Image result for Disiplin dalam keluarga 
DISIPLIN DALAM KELUARGA
Pendahuuan:

  Seorang penceramah bernama DR. Victor Venezuela,  mahaguru di salah satu Universitas di Manila memberikan definisi terhadap ‘disiplin’ sebagai : SETTING A LIMIT (Pengaturan suatu batas).

Pembahasan:

   Pembahasan kita adalah mengenai DISIPLIN DALAM KELUARGA.
   Memang, hidup berkeluarga tanpa disiplin akan mendatangkan berbagai kesulitan bahkan bencana yang dapat merugikan semua anggota keluarga.  Sebaliknya, disiplin dalam keluarga akan menunjang anggotanya untuk menikmati serta menggali kebahagiaan dari padanya.
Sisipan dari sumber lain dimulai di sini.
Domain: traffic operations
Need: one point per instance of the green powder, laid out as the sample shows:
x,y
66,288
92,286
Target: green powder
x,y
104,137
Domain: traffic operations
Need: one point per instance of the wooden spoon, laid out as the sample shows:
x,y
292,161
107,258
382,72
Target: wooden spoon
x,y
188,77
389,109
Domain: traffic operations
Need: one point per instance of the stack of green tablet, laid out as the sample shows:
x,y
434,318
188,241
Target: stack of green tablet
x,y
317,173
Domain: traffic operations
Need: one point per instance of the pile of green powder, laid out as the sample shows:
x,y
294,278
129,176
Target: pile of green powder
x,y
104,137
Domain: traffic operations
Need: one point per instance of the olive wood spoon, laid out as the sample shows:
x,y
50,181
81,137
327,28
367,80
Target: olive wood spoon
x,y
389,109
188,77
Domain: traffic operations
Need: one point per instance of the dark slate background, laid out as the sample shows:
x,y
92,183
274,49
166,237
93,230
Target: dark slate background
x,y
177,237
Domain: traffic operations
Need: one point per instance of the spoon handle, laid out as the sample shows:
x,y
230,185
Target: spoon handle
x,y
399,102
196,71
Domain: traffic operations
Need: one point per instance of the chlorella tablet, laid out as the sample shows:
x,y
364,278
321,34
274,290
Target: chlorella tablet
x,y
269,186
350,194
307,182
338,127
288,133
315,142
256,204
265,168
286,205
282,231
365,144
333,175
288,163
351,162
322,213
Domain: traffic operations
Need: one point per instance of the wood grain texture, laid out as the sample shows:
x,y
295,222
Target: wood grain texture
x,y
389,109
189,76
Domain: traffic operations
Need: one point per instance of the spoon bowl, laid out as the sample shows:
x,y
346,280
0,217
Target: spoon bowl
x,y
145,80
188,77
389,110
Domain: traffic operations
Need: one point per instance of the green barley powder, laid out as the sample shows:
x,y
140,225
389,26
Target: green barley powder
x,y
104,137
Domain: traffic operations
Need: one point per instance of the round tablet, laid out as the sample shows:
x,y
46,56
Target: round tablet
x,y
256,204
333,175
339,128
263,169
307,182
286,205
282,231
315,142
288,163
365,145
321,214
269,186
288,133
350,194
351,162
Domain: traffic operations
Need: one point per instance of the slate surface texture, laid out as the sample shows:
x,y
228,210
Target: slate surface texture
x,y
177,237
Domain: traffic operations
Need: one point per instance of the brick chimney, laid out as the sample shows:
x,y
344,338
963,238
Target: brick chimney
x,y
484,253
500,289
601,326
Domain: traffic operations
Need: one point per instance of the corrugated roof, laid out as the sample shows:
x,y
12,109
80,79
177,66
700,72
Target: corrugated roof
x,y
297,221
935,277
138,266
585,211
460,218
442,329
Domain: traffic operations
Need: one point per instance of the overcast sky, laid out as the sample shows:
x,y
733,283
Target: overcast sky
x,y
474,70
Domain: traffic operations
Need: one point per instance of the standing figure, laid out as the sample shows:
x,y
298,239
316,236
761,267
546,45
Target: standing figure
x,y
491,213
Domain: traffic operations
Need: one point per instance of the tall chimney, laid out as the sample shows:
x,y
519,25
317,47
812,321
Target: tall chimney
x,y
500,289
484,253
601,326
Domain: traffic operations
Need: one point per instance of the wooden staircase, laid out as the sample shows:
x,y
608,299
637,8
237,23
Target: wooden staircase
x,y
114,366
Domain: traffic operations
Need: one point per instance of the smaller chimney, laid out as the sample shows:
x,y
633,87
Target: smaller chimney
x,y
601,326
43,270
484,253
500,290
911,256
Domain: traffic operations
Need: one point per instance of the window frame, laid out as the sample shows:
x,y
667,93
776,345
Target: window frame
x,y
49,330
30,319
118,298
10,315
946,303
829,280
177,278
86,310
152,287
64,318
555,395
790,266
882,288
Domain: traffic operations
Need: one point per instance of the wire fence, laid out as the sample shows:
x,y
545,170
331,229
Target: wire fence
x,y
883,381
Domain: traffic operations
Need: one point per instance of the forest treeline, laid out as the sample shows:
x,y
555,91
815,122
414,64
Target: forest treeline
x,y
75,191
   Orang tua sebagai kepala keluarga hendaknya menetapkan disiplin melalui pertimbangan yang cukup matang dan sesuai dengan tujuan yang dicita-citakan, kemudian menjalankan serta menjabarkannya kepada anak-anak mereka.  Namun, sukarlah untuk menegakkan disiplin itu untuk dipatuhi oleh anak-anak jika kepala keluarga tidak lebih dahulu menghayatinya.

   Apakah yang dimaksud dengan disiplin yang didefinisikan sebagai Setting a limit(Pengaturan sesuatu batas?)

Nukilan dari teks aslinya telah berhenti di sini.